India’s re-emergence in Manufacturing


Par 100 posts (V.I.P)
December 1st, 2005 by Reuben Abraham

For the longest time, most analysts simply assumed that India had lost the manufacturing race to China and should therefore concentrate on developing its service sector, where it retained a competitive edge. In fact, there were those, like Stephen Roach, who argued that India would shoot itself in the foot by concentrating on building a manufacturing base. Not so, says Jo Johnson, who has written an interesting piece in the Financial Times about India’s growing manufacturing capabilities, especially as companies look to avoid being over-exposed to China (not to mention access to a huge internal market in India). First, Johnson points to the problems India faces.

No one denies that infrastructure remains the biggest single obstacle to “Made in India” emerging as a world force. With the exception of telecommunications, the cost of most infrastructure services is 50-100 per cent higher than in China, with Indian manufacturers paying twice as much for electricity and three times as much for rail freight. The gap is widening, too. China spent seven times as much as India on infrastructure in 2003, the latest year for which figures are available, and three times as much relative to the size of its economy - Dollars 150bn (10.6 per cent of gross domestic product) compared with Dollars 21bn in India (3.5 per cent of GDP), according to Morgan Stanley. India’s cash-strapped state and central governments are unlikely to be able to bring infrastructure up to Chinese standards any time soon, especially as politicians prefer to spray their limited resources at voters in the form of subsidies rather than invest in construction projects with a longer pay-back.

Specialists in process operations management say Indian factories are also years behind China’s. Mark Gottfredson, global head of performance improvement at Bain, the management consultancy, says he has yet to see “any real stars” in Indian manufacturing. “China has world-class manufacturing. India has third-world manufacturing. I have been in a lot of auto plants, textile factories and metal foundries and was not impressed. They do not pay as much attention to process flow, inventory management, continuous improvement or safety. I’ve been in foundries where there are sparks flying around and the operators don’t even have eye protection.”

The reforms process, however, seems to be bearing fruit.

These reforms included the gradual abolition of import licensing and the reduction of extremely high industrial tariffs; the privatisation of aluminium, car manufacturing, telecoms and information technology companies; the liberalisation of the exchange rate regime and the cautious relaxation of rules governing foreign direct investment. Their cumulative effect has triggered a consumption-led boom that, in turn, has for the first time created a genuine mass market for Indian manufacturers.

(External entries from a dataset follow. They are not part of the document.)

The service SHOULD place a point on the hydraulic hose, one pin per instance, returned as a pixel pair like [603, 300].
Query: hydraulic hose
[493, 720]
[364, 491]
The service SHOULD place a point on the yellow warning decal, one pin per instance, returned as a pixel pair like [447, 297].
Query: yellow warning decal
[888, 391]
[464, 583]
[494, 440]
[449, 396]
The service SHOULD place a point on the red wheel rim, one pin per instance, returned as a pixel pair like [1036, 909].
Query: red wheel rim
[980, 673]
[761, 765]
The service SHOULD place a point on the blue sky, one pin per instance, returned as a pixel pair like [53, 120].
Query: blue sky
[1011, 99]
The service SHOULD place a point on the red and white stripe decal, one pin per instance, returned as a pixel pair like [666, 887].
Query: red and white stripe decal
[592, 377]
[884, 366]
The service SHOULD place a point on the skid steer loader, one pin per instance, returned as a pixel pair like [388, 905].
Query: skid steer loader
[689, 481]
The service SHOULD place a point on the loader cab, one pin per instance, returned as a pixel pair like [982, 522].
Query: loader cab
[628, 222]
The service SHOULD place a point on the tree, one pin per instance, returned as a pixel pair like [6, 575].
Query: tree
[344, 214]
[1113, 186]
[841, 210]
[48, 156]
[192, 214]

Manufacturing has started to enjoy its fastest growth in memory, expanding at 9.8 per cent in the five months to August compared with a year earlier, and business confidence indices are at their highest levels since 1995. After slashing their workforces in the 1990s, industrialists are adding capacity, not just to cater to domestic consumers but also to feed a growing appetite for “Made in India” abroad. Exports in the seven months to October, three-quarters of which were of manufactured products, were up 22 per cent.
In no sector is India’s emergence as a force in global manufacturing more evident than in mobile telecommunications equipment. It is not difficult to see why. With its operators adding 2m subscribers a month - and the figure is rising - India is the world’s fastest-growing big mobile telecoms market, with 52m subscribers today and probably more than 300m in 2009, analysts say. Yet until South Korea’s LG Electronics started a plant in Pune this March, none of the international market leaders offered a Made-in-India handset, preferring to import phones from around the world. Motorola will next month start to assemble phones in India in the “first step in a multi-phase manufacturing strategy for India”, while Nokia plans to open its first Indian manufacturing facility in Tamil Nadu in the first half of next year.

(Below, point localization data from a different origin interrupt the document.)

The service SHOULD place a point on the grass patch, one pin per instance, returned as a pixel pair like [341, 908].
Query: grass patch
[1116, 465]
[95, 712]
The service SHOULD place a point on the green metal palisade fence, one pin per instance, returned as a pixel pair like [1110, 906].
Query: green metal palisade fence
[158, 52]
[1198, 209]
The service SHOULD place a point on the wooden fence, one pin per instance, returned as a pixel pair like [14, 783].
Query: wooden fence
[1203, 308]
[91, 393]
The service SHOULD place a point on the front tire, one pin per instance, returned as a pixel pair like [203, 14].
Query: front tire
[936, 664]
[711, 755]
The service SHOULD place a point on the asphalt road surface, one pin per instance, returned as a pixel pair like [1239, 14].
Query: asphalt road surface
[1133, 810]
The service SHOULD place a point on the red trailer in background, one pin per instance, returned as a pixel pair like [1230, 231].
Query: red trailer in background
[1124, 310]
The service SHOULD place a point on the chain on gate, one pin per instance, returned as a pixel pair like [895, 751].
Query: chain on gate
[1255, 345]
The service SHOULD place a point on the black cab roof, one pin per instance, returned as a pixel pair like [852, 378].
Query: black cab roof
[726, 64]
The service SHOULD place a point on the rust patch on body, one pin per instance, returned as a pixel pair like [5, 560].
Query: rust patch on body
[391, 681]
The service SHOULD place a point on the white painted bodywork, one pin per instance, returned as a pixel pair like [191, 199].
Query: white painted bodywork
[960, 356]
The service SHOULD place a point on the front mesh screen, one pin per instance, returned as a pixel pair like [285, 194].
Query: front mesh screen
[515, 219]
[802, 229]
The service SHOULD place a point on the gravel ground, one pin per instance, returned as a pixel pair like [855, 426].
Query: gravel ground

Baba Kalyani of Bharat Forge makes an interesting point about manufacturing and job generation.

“Manufacturing jobs will get created but it will not be like before, when unskilled labourers from rural areas got work. They will need to find jobs in construction, building roads, ports and power infrastructure . . . What makes Indian manufacturing competitive today is technology, not cheap labour. We tried it the other way around before and it didn’t work.”
This makes it all the more important for the government to relax rigid labour laws, such as the requirement that companies with more than 100 employees receive approval from state authorities to shed staff, and further reduce the number of sectors, such as handloom, in which only inefficient small-scale production is permitted. Even if it does all this, India would still struggle to find jobs for a working-age population set to expand by 71m to reach 762m in the next five years, let alone cater for the millions leaving the land for the cities and the 38m backlog of unemployed. “India has a serious employment problem and manufacturing on its own is not a panacea,” says Bibek Debroy, an economist helping the government to devise a national manufacturing strategy.

In related news, India’s economy clocked an 8% growth rate in the second quarter, compared to 6.7% last year. Financial services and construction seem to have registered the highest growth rates.